I’m not sure if what I’m about to ask is possible or not but here goes.
Essentially I’m digitising my paper Piano Sheet Music Books by running them through my ScanSnap and saving them as PDF’s. The written data should be available via the OCR’d layer.
My plan is to add them to the iOS music app ForScore, so I can simply place my iPad up on the piano and be able to bring up any piece of music from my collection, but as you can see there’s a lot to get through! I’ll just do a bit here and there whenever I can.
Luckily the de-binding and the scanning of the books is actually quite quick, but it’s the metadata input into the PDF’s afterwards that time consuming!!

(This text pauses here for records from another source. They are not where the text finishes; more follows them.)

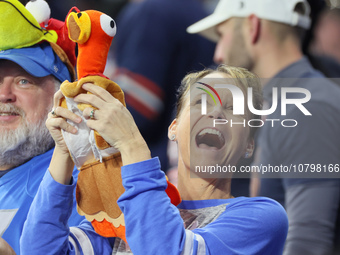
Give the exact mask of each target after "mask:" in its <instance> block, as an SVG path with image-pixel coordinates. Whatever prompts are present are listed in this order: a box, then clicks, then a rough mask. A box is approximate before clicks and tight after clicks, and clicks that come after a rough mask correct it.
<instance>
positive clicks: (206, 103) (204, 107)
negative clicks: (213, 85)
mask: <svg viewBox="0 0 340 255" xmlns="http://www.w3.org/2000/svg"><path fill="white" fill-rule="evenodd" d="M198 83H199V84H201V85H203V86H205V87H206V88H208V89H210V90H211V91H212V92H213V93H214V94H215V96H216V97H217V99H218V101H219V103H220V104H221V106H222V105H223V104H222V100H221V97H220V95H219V94H218V93H217V91H216V89H228V90H229V91H230V92H231V95H232V98H233V115H244V114H245V105H246V104H245V100H247V106H248V110H249V111H250V112H251V113H253V114H254V115H259V116H267V115H270V114H272V113H274V112H275V111H276V110H277V107H278V103H279V96H278V88H275V87H274V88H272V105H271V107H270V108H269V109H255V108H254V104H253V88H248V89H247V98H246V99H245V96H244V93H243V91H242V90H241V89H240V88H239V87H237V86H236V85H231V84H216V85H215V87H214V88H213V87H212V86H210V85H208V84H205V83H203V82H198ZM197 88H198V89H200V90H203V91H204V92H206V93H202V95H201V101H202V104H201V114H202V115H206V114H207V94H208V95H209V96H210V97H211V98H212V99H213V101H214V103H215V106H216V105H217V104H218V103H217V100H216V99H215V97H214V95H213V93H211V92H210V91H209V90H208V89H206V88H202V87H197ZM280 92H281V98H280V99H281V100H280V102H281V105H280V106H281V116H286V115H287V105H295V107H297V108H298V109H299V110H300V111H301V112H302V113H303V114H304V115H305V116H311V115H312V114H311V113H310V112H309V111H308V110H307V108H306V107H305V106H304V104H305V103H307V102H309V100H310V99H311V93H310V91H309V90H307V89H305V88H297V87H281V91H280ZM290 93H294V94H295V95H296V94H299V95H302V96H303V97H300V98H288V95H289V94H290ZM276 121H280V122H281V125H282V126H284V127H295V126H297V124H298V123H297V121H296V120H294V119H283V120H281V119H265V120H260V119H250V120H248V121H247V123H246V120H244V121H243V122H237V123H236V122H234V123H233V122H232V120H226V119H215V120H214V127H216V125H225V124H227V123H230V125H231V126H232V124H239V125H240V124H242V125H244V126H246V125H248V126H250V127H261V126H263V125H264V123H265V122H271V125H272V126H274V123H275V122H276ZM288 122H292V123H294V124H293V125H288V124H287V123H288ZM256 123H258V124H256Z"/></svg>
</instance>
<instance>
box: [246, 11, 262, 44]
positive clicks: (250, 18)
mask: <svg viewBox="0 0 340 255" xmlns="http://www.w3.org/2000/svg"><path fill="white" fill-rule="evenodd" d="M248 24H249V30H248V32H249V35H250V39H251V43H252V44H255V43H256V42H257V41H258V40H259V38H260V35H261V19H260V18H259V17H257V16H256V15H255V14H252V15H250V16H249V17H248Z"/></svg>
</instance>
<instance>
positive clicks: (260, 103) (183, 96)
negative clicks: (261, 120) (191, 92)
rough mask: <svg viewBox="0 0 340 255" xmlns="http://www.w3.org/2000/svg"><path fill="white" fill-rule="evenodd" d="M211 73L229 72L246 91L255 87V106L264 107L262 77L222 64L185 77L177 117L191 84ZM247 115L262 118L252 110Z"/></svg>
mask: <svg viewBox="0 0 340 255" xmlns="http://www.w3.org/2000/svg"><path fill="white" fill-rule="evenodd" d="M211 73H225V74H227V75H228V76H230V78H233V79H235V80H236V85H237V86H238V87H240V88H241V89H243V91H244V92H245V93H247V88H253V98H252V99H253V106H254V108H255V109H258V110H260V109H262V104H263V99H262V92H261V82H260V79H259V78H258V77H257V76H256V75H255V74H253V73H252V72H250V71H248V70H247V69H245V68H241V67H233V66H228V65H224V64H222V65H219V66H218V67H217V68H216V69H211V68H207V69H204V70H203V71H199V72H194V73H190V74H188V75H186V76H185V77H184V78H183V80H182V82H181V86H180V87H179V89H178V96H177V104H176V106H177V111H176V118H178V117H179V115H180V113H181V110H182V108H183V104H184V101H185V98H186V95H187V94H188V92H189V90H190V87H191V85H193V84H195V83H196V82H197V81H198V80H200V79H202V78H204V77H205V76H207V75H208V74H211ZM247 116H248V117H249V118H250V119H261V116H259V115H255V114H253V113H250V112H249V114H248V115H247ZM255 131H256V128H251V130H250V137H253V136H254V133H255Z"/></svg>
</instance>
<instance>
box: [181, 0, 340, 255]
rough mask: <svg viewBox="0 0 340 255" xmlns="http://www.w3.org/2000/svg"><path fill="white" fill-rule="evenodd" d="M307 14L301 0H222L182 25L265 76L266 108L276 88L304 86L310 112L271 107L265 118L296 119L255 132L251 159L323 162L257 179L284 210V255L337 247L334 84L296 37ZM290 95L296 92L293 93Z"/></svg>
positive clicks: (337, 109) (221, 56) (255, 71)
mask: <svg viewBox="0 0 340 255" xmlns="http://www.w3.org/2000/svg"><path fill="white" fill-rule="evenodd" d="M309 15H310V6H309V5H308V3H307V2H306V1H305V0H285V1H282V0H220V2H219V3H218V5H217V6H216V9H215V11H214V13H213V14H211V15H210V16H208V17H206V18H204V19H202V20H200V21H198V22H197V23H195V24H193V25H191V26H190V27H188V29H187V31H188V32H189V33H200V34H201V35H203V36H205V37H207V38H209V39H210V40H213V41H216V42H217V46H216V49H215V55H214V60H215V62H217V63H225V64H229V65H236V66H242V67H245V68H247V69H249V70H251V71H253V72H255V73H256V74H257V75H258V76H259V77H260V78H270V80H266V81H265V82H264V83H263V93H264V99H265V104H267V106H268V108H269V107H270V106H271V105H272V104H273V102H274V99H273V89H274V88H279V89H280V87H298V88H303V89H305V91H309V92H310V95H311V98H310V99H309V100H306V103H305V104H303V106H304V107H305V108H306V109H308V111H309V113H310V114H311V116H306V115H305V114H303V113H302V111H301V110H300V109H299V108H298V107H296V106H295V105H290V106H288V107H287V113H286V115H283V114H281V112H280V111H279V110H278V111H275V112H273V113H272V114H271V115H269V116H265V117H267V119H276V120H281V121H282V120H285V119H291V120H294V121H295V122H294V123H296V126H294V127H290V128H288V127H285V126H283V125H280V124H279V125H264V126H263V127H262V128H261V130H260V133H259V136H258V139H257V145H258V148H257V151H256V157H255V163H254V165H258V166H269V165H270V166H293V167H294V166H300V167H301V166H306V167H307V166H312V167H314V166H323V167H325V169H326V171H325V174H324V175H323V176H322V179H321V178H320V177H321V175H313V172H312V171H310V169H309V170H308V169H307V168H306V167H305V168H304V169H303V170H302V171H303V172H304V173H303V174H302V175H289V176H287V175H285V174H284V173H279V174H277V175H276V176H277V177H280V178H279V179H268V178H262V179H261V188H260V191H259V192H260V193H259V194H260V195H264V196H268V197H272V198H275V199H276V200H278V201H280V202H281V203H282V204H283V205H284V206H285V209H286V211H287V213H288V219H289V222H290V225H289V231H288V237H287V240H286V244H285V250H284V254H289V255H292V254H332V252H335V251H334V246H335V243H334V241H333V240H334V239H335V237H336V231H337V230H336V227H335V226H336V221H337V215H338V210H339V200H340V199H339V194H340V182H339V179H330V178H329V177H330V175H329V173H328V172H327V169H328V168H329V167H331V166H337V167H339V163H340V161H339V158H340V146H339V143H340V129H339V128H338V127H339V125H340V117H339V116H340V105H339V103H338V101H339V98H340V90H339V88H338V87H337V86H336V85H335V84H333V83H332V82H330V81H328V80H326V78H325V77H324V76H323V75H322V74H321V73H320V72H318V71H316V70H315V69H313V67H312V66H311V65H310V63H309V61H308V59H307V58H306V57H305V56H303V53H302V51H301V42H302V39H303V34H304V31H305V30H307V29H308V28H309V26H310V22H311V21H310V18H309ZM282 78H286V79H282ZM289 78H294V79H289ZM292 97H295V98H297V97H301V94H299V93H291V97H290V98H292ZM278 123H279V122H278ZM300 170H301V169H300ZM271 177H273V176H271ZM285 177H290V178H285ZM291 177H293V178H291ZM294 177H295V178H294ZM297 177H298V178H297ZM254 195H256V194H254Z"/></svg>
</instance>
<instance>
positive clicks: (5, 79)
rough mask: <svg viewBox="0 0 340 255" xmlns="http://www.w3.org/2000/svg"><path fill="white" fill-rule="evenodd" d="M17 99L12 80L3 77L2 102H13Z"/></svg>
mask: <svg viewBox="0 0 340 255" xmlns="http://www.w3.org/2000/svg"><path fill="white" fill-rule="evenodd" d="M15 100H16V96H15V94H14V93H13V87H12V82H10V81H8V80H6V79H3V80H2V81H0V102H1V103H13V102H15Z"/></svg>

So, I was wondering whether any clever person out there can think of any automated way to extract the Title, Composer, etc from the PDF and be able to use that and add it to the metadata of the PDF.
The data in the scans come in a few different varieties, which only makes the problem more difficult as these screenshots show
If I can find a way to extract that text data I can then use it to name the files and map it to certain metadata within the PDF for filing away into ForScore.
As far as I’m aware the available metadata in a PDF is (which is perfect for piano music)
I already own Hazel which I use quite a bit, Keyboard Maestro which I use far less.
I’m more than happy to purchase further software if someone recommends it.
Basically, if someone can solve the text data extraction, I’m happy to use any combination of software/scripts to get the job done!